Septiembre es para los mexicanos, un mes muy especial. No acierto a encontrar, entre mis compatriotas presentes o escondidos entre las evocaciones del pasado, alguno que no tenga vivo el sentimiento la “Noche del grito”.  Ya sea en casa o fuera de ella, en la plaza, en la calle, en un parque o en la escuela, cada año, la noche del 15 se reconfigura el caleidoscopio de nuestra cultura en forma de pirotecnia, banderas, luces, bailes, bebida y comida. 
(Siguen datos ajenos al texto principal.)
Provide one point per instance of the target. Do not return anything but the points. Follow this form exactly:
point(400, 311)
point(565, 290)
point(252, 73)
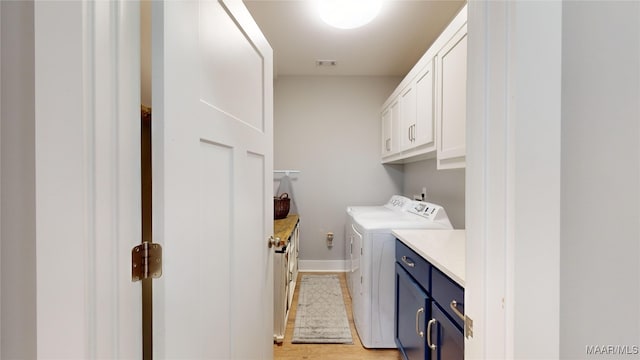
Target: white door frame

Festejamos el inicio oficial de nuestra nación. El tejido de nuestra idiosincrasia se rememora en la piel y el corazón de los mexicanos: Esos seres inexplicables que no admiten más que sus propios puntos medios, lugares que existen en otro espacio más allá del todo y la nada, y donde ninguna comprensión que no sea mexicana puede acceder. Nuestro lenguaje es una muestra clara. La dulzura de cualquier frase dejada caer “con descuido” puede esconder la acidez de un albur más picante que el chile habanero. Los diminutivos no son acuerdos de tiempo y circunstancia sino de alianzas consabidas y no explicadas. Por ejemplo, decir “ahora”, no es para nada lo mismo que “ahorita” o “en un ratito”, una expresión así incluye una discreta petición de condescendencia que solo los mexicanos entendemos. Nos hermanamos a través de la imprecisión y las contradicciones. Gracias a ellas, hacemos magia con cualquier cantidad de cosas como la gastronomía, el arte y la diversión. Eso nos convierte en únicos, niños juguetones en el mundo de las naciones, despertando la simpatía con la que nos ven muchos extranjeros.
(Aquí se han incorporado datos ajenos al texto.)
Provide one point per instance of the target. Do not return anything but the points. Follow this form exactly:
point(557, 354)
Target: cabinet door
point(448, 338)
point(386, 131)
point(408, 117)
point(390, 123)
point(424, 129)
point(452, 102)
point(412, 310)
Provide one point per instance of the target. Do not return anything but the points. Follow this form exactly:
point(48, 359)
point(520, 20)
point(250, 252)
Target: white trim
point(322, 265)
Esas son las luces que nos exaltan cuando el orgullo se nos desborda en el pecho mientras gritamos ¡Viva México, viva México! Pero. ¿Cuáles son nuestras sombras? ¿De donde vienen? Sin querer agotar ni con mucho, respuestas a estas preguntas que seres cultísimos como Octavio Paz, Díaz Infante o Díaz Guerrero han explorado con profundo alcance, me atrevo a volver la vista hacia algunas cosas que son los dolores de cabeza de nuestro pueblo. ¿Quién no se queja de la corrupción con que nos hacemos trampa unos a otros? ¿Y de los excesos que a la vuelta de la fiesta, se convierten en difuntos que no llegaron a la víspera? Parece injusto atribuirle a nuestra singularidad el motor de la deslealtad y la tragedia. 

La psicología nos ha enseñado que aquél que arrebata o maltrata, trae una huella de falta de amor, un miedo a la existencia y un hambre interior que se expresan a manera demasía: ser el más fregónel más buzoel que no se raja. Cuando un mexicano abraza desde el corazón estas frases, se ha olvidado que sus vecinos, también son mexicanos y más aún, son seres humanos. Solo ve enemigos a su alrededor. 

La carencia interna “le da valor” aunque, para demostrarlo, requiera una borrachera, una transa o una riña. Ese amor propio que con tanta ferocidad se defiende, no es sino todo lo contrario. 

El verdadero amor trae paz, felicidad y compromiso con los demás. No hay amor si en el acto me lastimo o lastimo a los otros, y tampoco hay real felicidad si “mi alegría” transgrede su existencia. 

“¡Viva México c…!”, puede ser un chiste o un asalto a la integridad de mis congéneres. Quien ama y es amado sabe que todo está bien, que puede confiar y ser confiable.

Si unir los opuestos es vocación mexicana, hagámoslo tomando consciencia de que cuando nos desbordamos en el festejo, NO estamos mostrando cuánto valemos, sino de qué carecemos y esto sí que no es cosa de orgullo. 

Algo que nos enorgullece, es algo que deberíamos percibir como fuente de admiración, aprecio y finalmente, amor. Es imposible unir el verdadero amor con la irresponsabilidad. ¿No creen? 

Deseo, entrañablemente que estas fiestas patrias y nuestra vida cotidiana pasen de los saldos blancos a los saldos luminosos de una gran nación.